House of the Galician Viceroyalty (Будинок Галицького намісництва, Pałac Namiestnikowski) or Government House is an architectural monument of national significance in Lviv (Ukraine). The building is an example of the Neo-Renaissance style of the Austrian-Hungarian Empire from which the Kingdom of Galicia and Lodomeria was ruled. It was erected in the 1870s to a design by architects Sylwester Hawryszkiewicz and Feliks Księżarski. Today the building serves as seat of the Lviv Regional Council and Lviv Regional State Administration.

== Location ==
The building is located beyond the eastern border of the medieval city and occupies a corner area, with its facade facing Vynnychenka Street on the west, and Prosvita Street—on the north. The Governor's Palace adjoins the building on the southern side. On the northern side, behind Prosvita Street, there is the Barefoot Carmelite Church. There is a small square with a monument to Vyacheslav Chornovil (Chairman of the Lviv Regional Council in the early 1990s) in front of the house. Address: 18 Vynnychenka Street (in the Austro-Hungarian period—Governor's Valley Street, in the interwar period—Charnetsky Street, during the Nazi occupation—District Strasse, under the Soviets—Soviet Street).

== History ==
This monumental building was erected in 1870–1878 by architects Feliks Księżarski and Sylwester Hawryszkiewicz. During the First World War, it housed the headquarters of the 8th Russian Army. In the interwar period, the Polish Voivodship Administration was located here, during the Nazi occupation—administration of the Governor of the Halychyna District. On April 28, 1943, the edifice witnessed an official ceremony of the inauguration of SS Division Galicia that was attended by representatives of the authorities, the National Socialist Party, the German army, former soldiers of the Ukrainian Galician Army, the press; well-known Ukrainian statesmen Viktor Kurmanovych and Volodymyr Kubiyovych were present too.

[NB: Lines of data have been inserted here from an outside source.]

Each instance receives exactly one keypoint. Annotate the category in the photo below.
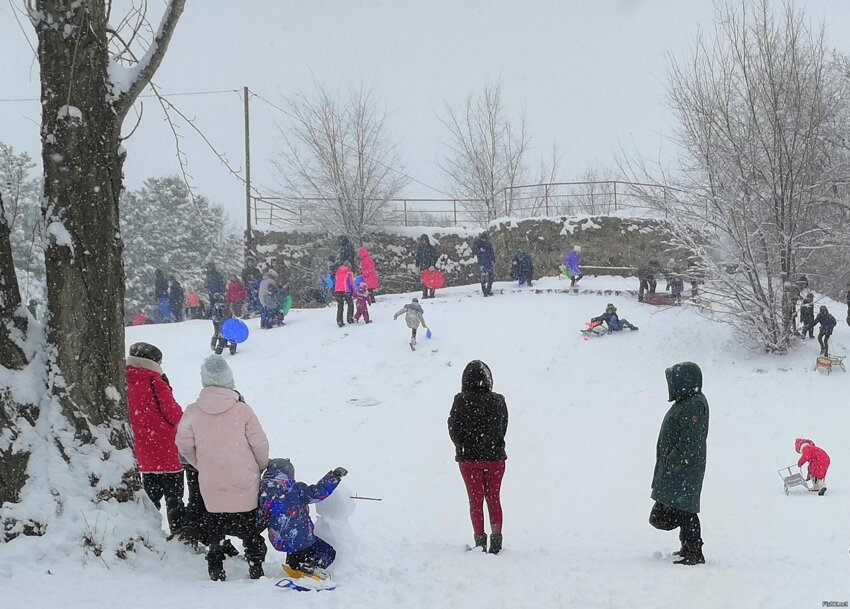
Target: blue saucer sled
(234, 330)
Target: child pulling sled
(818, 462)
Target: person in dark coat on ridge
(646, 275)
(807, 315)
(680, 462)
(214, 281)
(477, 426)
(827, 325)
(483, 250)
(160, 288)
(848, 304)
(522, 268)
(426, 257)
(251, 278)
(176, 296)
(346, 252)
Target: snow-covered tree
(22, 197)
(762, 107)
(65, 442)
(486, 154)
(164, 228)
(338, 163)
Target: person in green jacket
(680, 461)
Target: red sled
(660, 299)
(433, 279)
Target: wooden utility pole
(248, 244)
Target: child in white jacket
(414, 316)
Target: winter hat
(284, 466)
(216, 373)
(477, 377)
(146, 351)
(683, 379)
(800, 442)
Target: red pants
(483, 480)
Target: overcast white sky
(589, 75)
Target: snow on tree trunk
(13, 329)
(78, 436)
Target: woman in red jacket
(237, 296)
(818, 462)
(154, 415)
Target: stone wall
(300, 258)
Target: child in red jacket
(154, 416)
(818, 462)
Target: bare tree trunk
(13, 329)
(13, 323)
(82, 113)
(82, 182)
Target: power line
(393, 169)
(180, 94)
(266, 101)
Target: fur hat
(146, 351)
(282, 465)
(216, 373)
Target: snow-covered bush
(164, 228)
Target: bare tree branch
(149, 64)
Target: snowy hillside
(584, 418)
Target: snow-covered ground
(584, 421)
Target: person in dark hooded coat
(827, 325)
(680, 461)
(483, 250)
(346, 251)
(426, 257)
(176, 296)
(477, 426)
(160, 286)
(522, 268)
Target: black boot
(255, 569)
(216, 571)
(691, 554)
(229, 549)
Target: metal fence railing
(525, 201)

During the Soviet period, the Communist administration decided to retain the building's former function by assigning it to a local obkom.

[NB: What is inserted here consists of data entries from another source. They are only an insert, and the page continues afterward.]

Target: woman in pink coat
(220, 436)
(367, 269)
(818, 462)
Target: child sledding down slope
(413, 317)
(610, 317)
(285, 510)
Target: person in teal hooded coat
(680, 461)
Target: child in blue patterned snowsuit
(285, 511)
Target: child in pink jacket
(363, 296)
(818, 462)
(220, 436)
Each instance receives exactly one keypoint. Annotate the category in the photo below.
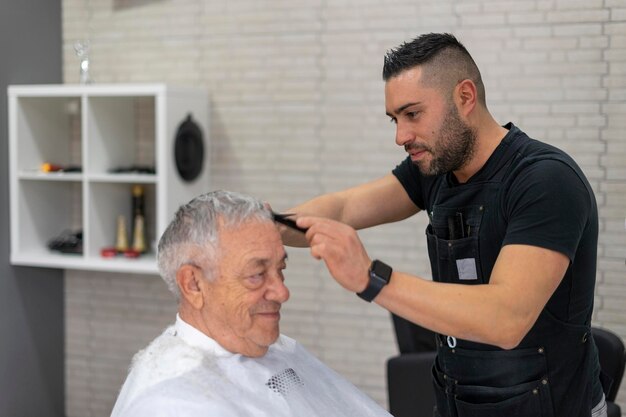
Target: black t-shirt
(543, 200)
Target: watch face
(381, 270)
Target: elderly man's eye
(256, 279)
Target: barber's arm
(499, 313)
(377, 202)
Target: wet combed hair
(444, 61)
(193, 235)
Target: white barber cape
(185, 373)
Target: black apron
(537, 378)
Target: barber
(512, 242)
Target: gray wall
(31, 299)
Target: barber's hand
(339, 246)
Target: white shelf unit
(97, 127)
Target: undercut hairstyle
(444, 61)
(192, 238)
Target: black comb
(284, 219)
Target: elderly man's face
(242, 308)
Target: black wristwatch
(380, 274)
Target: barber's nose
(277, 290)
(403, 135)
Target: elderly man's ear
(191, 283)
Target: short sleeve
(548, 205)
(408, 175)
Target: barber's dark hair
(444, 59)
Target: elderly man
(223, 257)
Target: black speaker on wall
(189, 149)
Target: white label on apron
(467, 269)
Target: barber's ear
(191, 283)
(467, 96)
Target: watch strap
(379, 276)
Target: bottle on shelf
(139, 238)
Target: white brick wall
(298, 110)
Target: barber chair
(612, 359)
(409, 381)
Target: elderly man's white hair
(193, 236)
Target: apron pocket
(442, 398)
(528, 399)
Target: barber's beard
(454, 147)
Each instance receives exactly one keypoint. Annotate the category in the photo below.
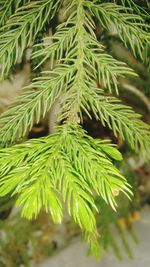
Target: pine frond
(130, 27)
(121, 119)
(68, 163)
(97, 65)
(6, 9)
(21, 29)
(33, 103)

Currently, the administrative building at 18 Vynnychenka Street houses divisions of the executive staff of the Lviv Regional Council, departments and divisions of the Lviv Regional State Administration, and a representative office of the Ministry of Foreign Affairs of Ukraine.

== Architecture ==
The house is rectangular in plan, with a closed courtyard, has four storeys and ends with a mansard roof. The facades are rusted and symmetrical, divided vertically by small protrusions, horizontally—by strips of cornices. On the main facade, the central axis is accentuated by a second-floor balcony, which stands on four columns flanking the main entrance.

The house has an office-corridor planning system. The complex of interiors is dominated by the grand staircase (architect Sylwester Hawryszkiewicz, sculptor Leonard Marconi).

Nowadays, the building is equipped with a special wheelchair lift.